Agar lebih puas lagi sebaiknya kita mendarat di pantai dan melihat lebih dekat lagi keindahan dari batu-batu tersebut. Namun karena jadwal masih padat merayap jadi kami hanya bisa melihat dari jauh. Mudah-mudahan lain kali dapat ke tempat ini lagi. Saat kembali saya berusaha untuk mencari titik pertemuan antara laut biru dan laut hijau, dan ternyata memang ada satu titik dimana keduanya bersatu yaitu adanya palung laut yang dalam yang membuat laut menjadi berwarna biru tua . Dan satu yang mengejutkan adalah hadirnya lumba-lumba saat kami melewati perbatasan tersebut, padahal sebelumnya jarang muncul pada waktu dan tempat tersebut.

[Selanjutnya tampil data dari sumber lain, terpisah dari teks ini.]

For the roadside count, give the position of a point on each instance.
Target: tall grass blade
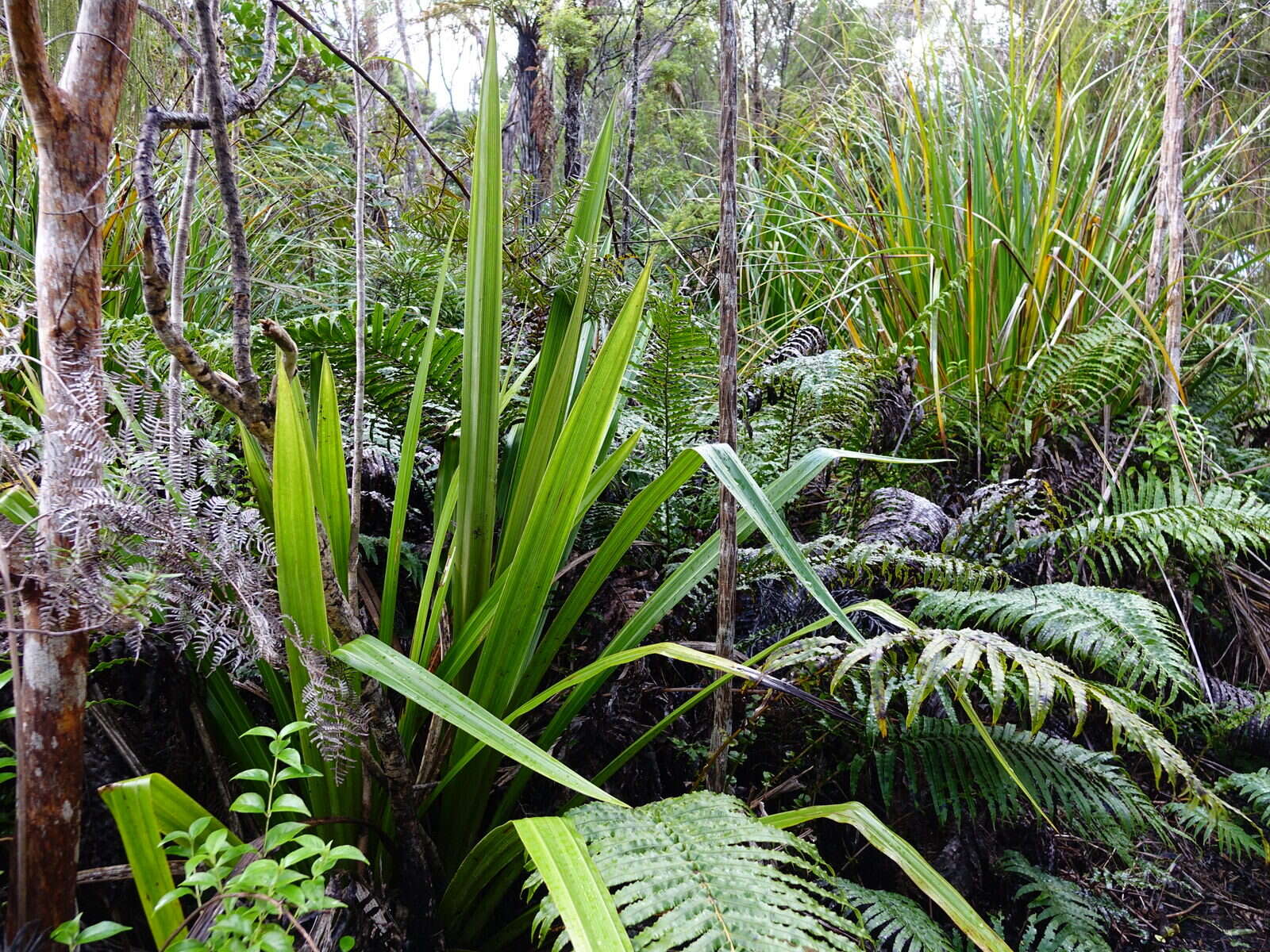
(483, 321)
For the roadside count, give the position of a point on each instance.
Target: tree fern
(1214, 825)
(394, 343)
(1064, 917)
(816, 400)
(1037, 682)
(1136, 640)
(1090, 368)
(948, 763)
(895, 923)
(1251, 789)
(700, 873)
(673, 395)
(1146, 518)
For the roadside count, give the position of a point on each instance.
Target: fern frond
(1136, 640)
(841, 562)
(950, 765)
(1216, 825)
(700, 873)
(895, 923)
(394, 344)
(1146, 518)
(1253, 789)
(813, 400)
(1090, 368)
(1064, 918)
(965, 655)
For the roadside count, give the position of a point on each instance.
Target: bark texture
(1170, 217)
(73, 121)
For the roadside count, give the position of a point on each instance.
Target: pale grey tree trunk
(728, 308)
(179, 257)
(360, 323)
(73, 121)
(1170, 228)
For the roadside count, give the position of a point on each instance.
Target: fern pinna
(1133, 639)
(700, 873)
(1147, 518)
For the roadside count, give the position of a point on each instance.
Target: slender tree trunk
(179, 255)
(629, 165)
(73, 122)
(575, 79)
(527, 112)
(353, 554)
(1172, 200)
(412, 95)
(756, 94)
(728, 308)
(575, 69)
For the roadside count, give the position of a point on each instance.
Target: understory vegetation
(383, 501)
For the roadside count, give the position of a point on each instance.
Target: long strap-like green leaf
(410, 446)
(552, 384)
(146, 809)
(694, 569)
(483, 323)
(907, 858)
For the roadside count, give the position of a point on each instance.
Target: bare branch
(379, 88)
(241, 266)
(188, 48)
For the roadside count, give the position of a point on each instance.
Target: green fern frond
(895, 923)
(1216, 825)
(842, 562)
(949, 763)
(1132, 638)
(1090, 368)
(1064, 918)
(700, 873)
(672, 393)
(816, 400)
(1253, 789)
(394, 344)
(964, 657)
(1146, 518)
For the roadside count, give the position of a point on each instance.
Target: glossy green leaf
(145, 810)
(577, 889)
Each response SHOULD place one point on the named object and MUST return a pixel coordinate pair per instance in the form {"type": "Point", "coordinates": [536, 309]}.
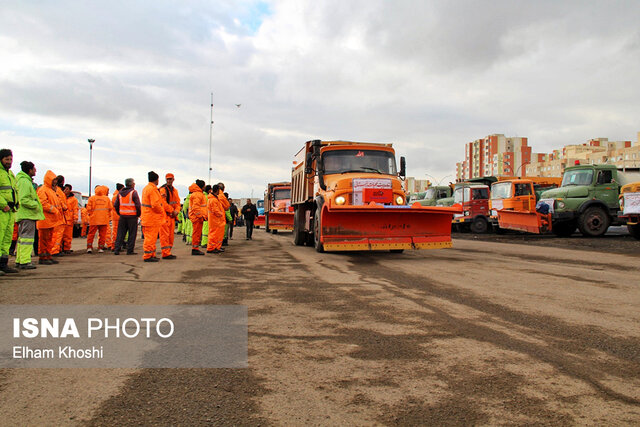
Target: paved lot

Setelah istirahat dan makan siang perjalanan kembali dilanjutkan ke Curug Sodong atau Curug Sajodoh. Sesuai dengan namanya curug ini ada dua yang posisinya berdampingan seperti sepasang atau sejodoh. Curug ini terletak di Desa Ciwaru. Aksesnya cukup mudah, bahkan dari tempat parkir dapat terlihat dengan jelas.
A photo posted by Harris Maulana (@harrismaul) on
Sedianya kita akan menuju Puncak Darma, namun karena ada permintaan dari Wakil Gubernur Deddy Mizwar untuk bertemu dengan tim, akhirnya kami putuskan untuk kembali ke Villa Ujang untuk berdiskusi dengan beliau.
Wagub yang akrab dipanggil Kang Demiz ini mengungkapkan bahwa Geopark Ciletuh Palabuhanratu yang kini sudah menjadi Geopark Nasional diusulkan kepada UNESCO untuk menjadi Geopark Global dan menjadi salah satu warisan dunia. Namun tentu saja hal ini harus didukung oleh semua pihak mulai dari pemerintah, swasta, pengelola wisata, wisatawan hingga penduduk setempat. Jika semua bahu-membahu tentu hal itu akan segera terwujud. Selain itu infrastruktur yang ada juga harus ditingkatkan seperti prasarana jalan dan fasilitas umum yang masih belum memadai. Karena jika sudah menjadi kawasan Geopark Global tentu akan semakin banyak orang yang datang ke tempat ini, termasuk dari luar negeri.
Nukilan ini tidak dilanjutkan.